Board approves new deal for superintendent
Farmington School Board members said Monday they are happy with a new contract they say will put superintendent Brad Meeks slightly above average when it comes to superintendent salaries in the area.By: Nathan Hansen, The Farmington Independent
Farmington School Board members said Monday they are happy with a new contract they say will put superintendent Brad Meeks slightly above average when it comes to superintendent salaries in the area.
The new deal will increase Meeks’ base salary from $160,000 to $172,000 in its first year, a 7.5 percent increase. Meeks will make $176,000 in the contract’s second year and $180,000 in its third year.
“In my view this is a very fair contract,” board member John Kampf said Monday. “There were concessions from Dr. Meeks. There were concessions on behalf of the board.”
Board members said as they reviewed the salaries of other district administrators in Dakota County they found assistant superintendents making as much as $13,000 more than Meeks current contract pays him.
Hastings superintendent Tim Collins, whose district is about 1,000 students smaller than the 6,200-student Farmington district, has a base salary of $157,500 this year. John Currie, the retiring superintendent of the 28,000-student Rosemount-Apple Valley-Eagan School District, has a base salary of $193,171.
Along with the increase in base salary there are a handful of other changes in the contract, which will take effect next Sept. 1. Among the changes:
• A new $9,000 bonus Meeks can achieve each year if he meets “mutually agreed upon goals and objectives.”

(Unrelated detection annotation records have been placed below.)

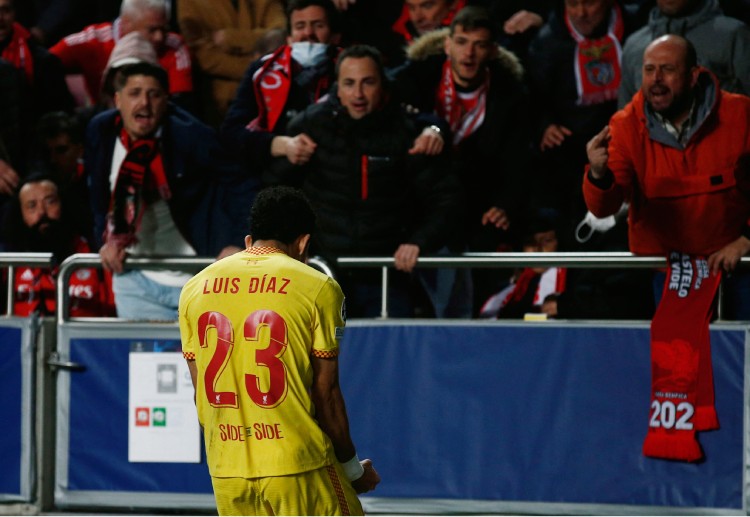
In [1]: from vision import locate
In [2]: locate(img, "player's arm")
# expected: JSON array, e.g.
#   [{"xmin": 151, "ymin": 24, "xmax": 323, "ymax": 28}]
[{"xmin": 311, "ymin": 356, "xmax": 380, "ymax": 494}]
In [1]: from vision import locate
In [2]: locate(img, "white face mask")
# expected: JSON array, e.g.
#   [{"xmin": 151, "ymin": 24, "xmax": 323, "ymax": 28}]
[
  {"xmin": 292, "ymin": 41, "xmax": 328, "ymax": 68},
  {"xmin": 576, "ymin": 203, "xmax": 629, "ymax": 243}
]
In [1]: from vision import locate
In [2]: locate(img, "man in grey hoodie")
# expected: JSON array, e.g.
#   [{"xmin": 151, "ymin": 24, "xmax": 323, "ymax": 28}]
[{"xmin": 618, "ymin": 0, "xmax": 750, "ymax": 108}]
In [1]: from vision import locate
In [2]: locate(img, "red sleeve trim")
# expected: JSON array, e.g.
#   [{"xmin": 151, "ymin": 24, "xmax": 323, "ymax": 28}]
[{"xmin": 312, "ymin": 350, "xmax": 339, "ymax": 359}]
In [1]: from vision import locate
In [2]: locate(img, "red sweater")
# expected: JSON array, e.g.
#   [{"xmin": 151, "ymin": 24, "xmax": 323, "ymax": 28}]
[{"xmin": 583, "ymin": 71, "xmax": 750, "ymax": 255}]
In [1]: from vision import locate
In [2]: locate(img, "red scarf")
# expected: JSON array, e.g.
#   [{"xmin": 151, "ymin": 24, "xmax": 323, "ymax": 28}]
[
  {"xmin": 643, "ymin": 253, "xmax": 721, "ymax": 461},
  {"xmin": 104, "ymin": 122, "xmax": 172, "ymax": 248},
  {"xmin": 247, "ymin": 45, "xmax": 292, "ymax": 131},
  {"xmin": 0, "ymin": 23, "xmax": 34, "ymax": 85},
  {"xmin": 391, "ymin": 0, "xmax": 466, "ymax": 44},
  {"xmin": 435, "ymin": 59, "xmax": 490, "ymax": 145},
  {"xmin": 565, "ymin": 4, "xmax": 625, "ymax": 106}
]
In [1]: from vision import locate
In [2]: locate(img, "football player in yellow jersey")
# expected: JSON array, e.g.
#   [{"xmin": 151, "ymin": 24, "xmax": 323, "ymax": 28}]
[{"xmin": 179, "ymin": 187, "xmax": 380, "ymax": 515}]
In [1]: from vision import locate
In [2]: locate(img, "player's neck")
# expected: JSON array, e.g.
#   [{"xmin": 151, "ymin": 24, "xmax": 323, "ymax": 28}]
[{"xmin": 250, "ymin": 239, "xmax": 289, "ymax": 255}]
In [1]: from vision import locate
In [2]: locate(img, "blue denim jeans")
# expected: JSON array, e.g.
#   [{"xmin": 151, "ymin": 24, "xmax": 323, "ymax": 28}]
[{"xmin": 112, "ymin": 270, "xmax": 182, "ymax": 321}]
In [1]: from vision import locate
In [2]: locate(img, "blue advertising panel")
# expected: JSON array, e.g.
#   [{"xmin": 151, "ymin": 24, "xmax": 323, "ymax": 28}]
[
  {"xmin": 340, "ymin": 324, "xmax": 745, "ymax": 510},
  {"xmin": 0, "ymin": 323, "xmax": 23, "ymax": 497},
  {"xmin": 0, "ymin": 317, "xmax": 34, "ymax": 503},
  {"xmin": 67, "ymin": 338, "xmax": 212, "ymax": 494},
  {"xmin": 56, "ymin": 321, "xmax": 746, "ymax": 513}
]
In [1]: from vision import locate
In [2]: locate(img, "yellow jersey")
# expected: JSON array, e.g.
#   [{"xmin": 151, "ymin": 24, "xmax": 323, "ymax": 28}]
[{"xmin": 179, "ymin": 248, "xmax": 345, "ymax": 478}]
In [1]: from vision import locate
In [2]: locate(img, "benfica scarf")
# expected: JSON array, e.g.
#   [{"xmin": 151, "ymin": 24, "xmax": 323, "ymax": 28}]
[
  {"xmin": 643, "ymin": 253, "xmax": 721, "ymax": 461},
  {"xmin": 247, "ymin": 45, "xmax": 292, "ymax": 131},
  {"xmin": 104, "ymin": 122, "xmax": 172, "ymax": 248},
  {"xmin": 565, "ymin": 4, "xmax": 625, "ymax": 106},
  {"xmin": 435, "ymin": 59, "xmax": 490, "ymax": 145},
  {"xmin": 0, "ymin": 23, "xmax": 34, "ymax": 85},
  {"xmin": 391, "ymin": 0, "xmax": 466, "ymax": 44}
]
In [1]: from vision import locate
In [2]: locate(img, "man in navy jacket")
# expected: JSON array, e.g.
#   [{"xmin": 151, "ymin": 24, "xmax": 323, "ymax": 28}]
[{"xmin": 84, "ymin": 63, "xmax": 256, "ymax": 320}]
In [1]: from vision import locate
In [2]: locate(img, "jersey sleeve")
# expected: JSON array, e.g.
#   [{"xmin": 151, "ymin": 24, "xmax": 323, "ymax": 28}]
[
  {"xmin": 312, "ymin": 278, "xmax": 346, "ymax": 358},
  {"xmin": 177, "ymin": 282, "xmax": 196, "ymax": 361}
]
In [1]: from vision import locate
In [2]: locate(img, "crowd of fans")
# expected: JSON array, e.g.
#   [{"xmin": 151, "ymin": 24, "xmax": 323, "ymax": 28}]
[{"xmin": 0, "ymin": 0, "xmax": 750, "ymax": 319}]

• Meeks will receive two additional vacation days (30 rather than the 28 he has in the final year of his current contract) and can trade more unused vacation time for cash at the end of the year (10 days, up from five). Using the district’s figure of 224 duty days, if Meeks cashes in all 10 vacation days in the first year of the new contract he could get about $7,600.
• Meeks will accumulate sick leave faster, at a rate of 2 days per month rather than the current 1.5 days. At the end of the year he can cash in up to 15 unused sick days (up from 10) and put the money into a tax-sheltered annuity. That would be about $11,500 in the contract’s first year if Meeks cashes in the maximum number of sick days.

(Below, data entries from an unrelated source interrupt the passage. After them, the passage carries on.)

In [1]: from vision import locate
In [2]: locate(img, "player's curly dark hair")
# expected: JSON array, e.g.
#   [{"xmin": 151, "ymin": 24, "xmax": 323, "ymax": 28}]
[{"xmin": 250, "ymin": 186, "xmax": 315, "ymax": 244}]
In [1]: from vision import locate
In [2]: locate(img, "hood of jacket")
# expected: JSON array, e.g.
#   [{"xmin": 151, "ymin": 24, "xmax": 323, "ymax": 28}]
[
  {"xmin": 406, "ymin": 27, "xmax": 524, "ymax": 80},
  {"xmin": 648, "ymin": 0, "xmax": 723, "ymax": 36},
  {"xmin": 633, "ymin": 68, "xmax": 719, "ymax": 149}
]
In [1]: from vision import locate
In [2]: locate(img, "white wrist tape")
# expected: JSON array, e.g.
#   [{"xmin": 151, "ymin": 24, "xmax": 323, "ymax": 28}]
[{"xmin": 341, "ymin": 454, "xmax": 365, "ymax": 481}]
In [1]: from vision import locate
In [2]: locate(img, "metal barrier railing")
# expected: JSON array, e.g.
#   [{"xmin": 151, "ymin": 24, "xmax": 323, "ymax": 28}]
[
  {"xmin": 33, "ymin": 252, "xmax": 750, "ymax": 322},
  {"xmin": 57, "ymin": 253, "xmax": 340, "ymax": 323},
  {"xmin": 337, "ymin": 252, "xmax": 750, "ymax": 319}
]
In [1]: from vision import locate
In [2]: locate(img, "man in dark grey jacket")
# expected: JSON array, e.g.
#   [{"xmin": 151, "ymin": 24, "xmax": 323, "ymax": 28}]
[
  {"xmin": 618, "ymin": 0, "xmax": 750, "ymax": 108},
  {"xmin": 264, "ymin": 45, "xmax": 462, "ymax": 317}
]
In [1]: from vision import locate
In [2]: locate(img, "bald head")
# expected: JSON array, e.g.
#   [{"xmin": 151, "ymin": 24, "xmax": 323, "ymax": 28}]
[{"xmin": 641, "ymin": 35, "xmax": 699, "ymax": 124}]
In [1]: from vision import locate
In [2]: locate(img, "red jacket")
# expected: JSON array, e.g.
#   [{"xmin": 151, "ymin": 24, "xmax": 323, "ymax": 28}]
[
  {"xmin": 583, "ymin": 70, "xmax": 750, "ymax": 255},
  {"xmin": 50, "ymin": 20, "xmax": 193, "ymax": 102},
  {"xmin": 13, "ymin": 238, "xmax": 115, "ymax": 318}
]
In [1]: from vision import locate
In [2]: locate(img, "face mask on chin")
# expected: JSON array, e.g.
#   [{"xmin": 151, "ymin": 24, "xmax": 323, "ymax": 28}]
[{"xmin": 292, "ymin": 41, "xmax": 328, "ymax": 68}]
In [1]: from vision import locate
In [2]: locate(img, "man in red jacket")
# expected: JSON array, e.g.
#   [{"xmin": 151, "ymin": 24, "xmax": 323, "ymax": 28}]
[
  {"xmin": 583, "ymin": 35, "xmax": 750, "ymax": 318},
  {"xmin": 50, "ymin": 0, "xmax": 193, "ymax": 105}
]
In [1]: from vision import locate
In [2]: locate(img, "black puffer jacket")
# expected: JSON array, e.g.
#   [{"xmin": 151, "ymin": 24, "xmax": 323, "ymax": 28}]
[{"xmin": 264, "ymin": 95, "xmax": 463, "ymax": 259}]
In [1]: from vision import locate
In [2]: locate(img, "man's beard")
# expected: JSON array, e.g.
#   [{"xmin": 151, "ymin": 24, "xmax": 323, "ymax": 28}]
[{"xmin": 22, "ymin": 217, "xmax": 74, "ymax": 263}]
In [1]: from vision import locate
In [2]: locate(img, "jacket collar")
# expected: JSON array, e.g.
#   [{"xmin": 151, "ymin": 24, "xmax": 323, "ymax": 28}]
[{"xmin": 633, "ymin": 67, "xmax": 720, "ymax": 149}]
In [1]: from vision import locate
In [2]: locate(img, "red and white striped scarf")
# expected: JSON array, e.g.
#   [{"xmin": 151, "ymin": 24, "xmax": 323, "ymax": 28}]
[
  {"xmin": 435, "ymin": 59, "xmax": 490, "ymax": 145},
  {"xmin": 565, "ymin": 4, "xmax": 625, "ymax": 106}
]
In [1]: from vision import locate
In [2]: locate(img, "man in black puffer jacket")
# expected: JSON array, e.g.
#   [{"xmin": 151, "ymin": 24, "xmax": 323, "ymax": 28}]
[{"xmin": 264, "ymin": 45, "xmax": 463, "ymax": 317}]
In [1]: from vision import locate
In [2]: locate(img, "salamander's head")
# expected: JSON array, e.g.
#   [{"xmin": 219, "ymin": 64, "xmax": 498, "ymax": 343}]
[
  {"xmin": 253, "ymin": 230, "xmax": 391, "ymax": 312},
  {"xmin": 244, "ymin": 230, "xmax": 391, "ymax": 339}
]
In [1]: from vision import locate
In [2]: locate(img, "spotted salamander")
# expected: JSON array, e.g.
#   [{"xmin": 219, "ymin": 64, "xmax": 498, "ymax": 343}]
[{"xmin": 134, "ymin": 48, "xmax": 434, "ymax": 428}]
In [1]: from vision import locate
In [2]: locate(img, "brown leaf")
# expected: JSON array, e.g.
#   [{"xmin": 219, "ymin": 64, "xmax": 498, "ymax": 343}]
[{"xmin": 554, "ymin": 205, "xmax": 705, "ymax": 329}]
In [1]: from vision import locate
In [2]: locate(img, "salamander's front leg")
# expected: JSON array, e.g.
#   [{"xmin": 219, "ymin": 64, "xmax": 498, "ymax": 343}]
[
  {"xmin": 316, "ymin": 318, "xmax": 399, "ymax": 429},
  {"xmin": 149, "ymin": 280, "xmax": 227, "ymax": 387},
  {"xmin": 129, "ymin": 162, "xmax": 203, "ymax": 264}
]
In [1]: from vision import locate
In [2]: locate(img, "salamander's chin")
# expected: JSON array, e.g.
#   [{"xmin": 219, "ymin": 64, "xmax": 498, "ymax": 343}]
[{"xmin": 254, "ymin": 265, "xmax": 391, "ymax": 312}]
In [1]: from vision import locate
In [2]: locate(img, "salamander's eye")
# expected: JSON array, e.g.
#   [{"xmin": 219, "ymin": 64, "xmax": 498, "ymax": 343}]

• A section added to the contract grants Meeks, currently in his fifth year, 100 percent health insurance coverage for one year if he leaves the district after six years here. That provision is void if he is covered by another employer.
• The new contract reworks language about severance pay for Meeks. Under the old contract he was scheduled to receive 50 percent of his annual salary as severance pay if he left the district. The new contract retains that figure, but cuts severance pay to 25 percent if Meeks leaves to take another job.
Most board members spoke in favor of the new contract Monday.
“Dr. Meeks has done an excellent job and deserves another contract,” said Terry Donnelly, who will leave the board in January after winning a seat on the Farmington City Council. “I’m very pleased to have worked with him the past five years.”
Board chair Julie McKnight told Meeks the board was “grateful that you are willing to stick with us for the next three years.”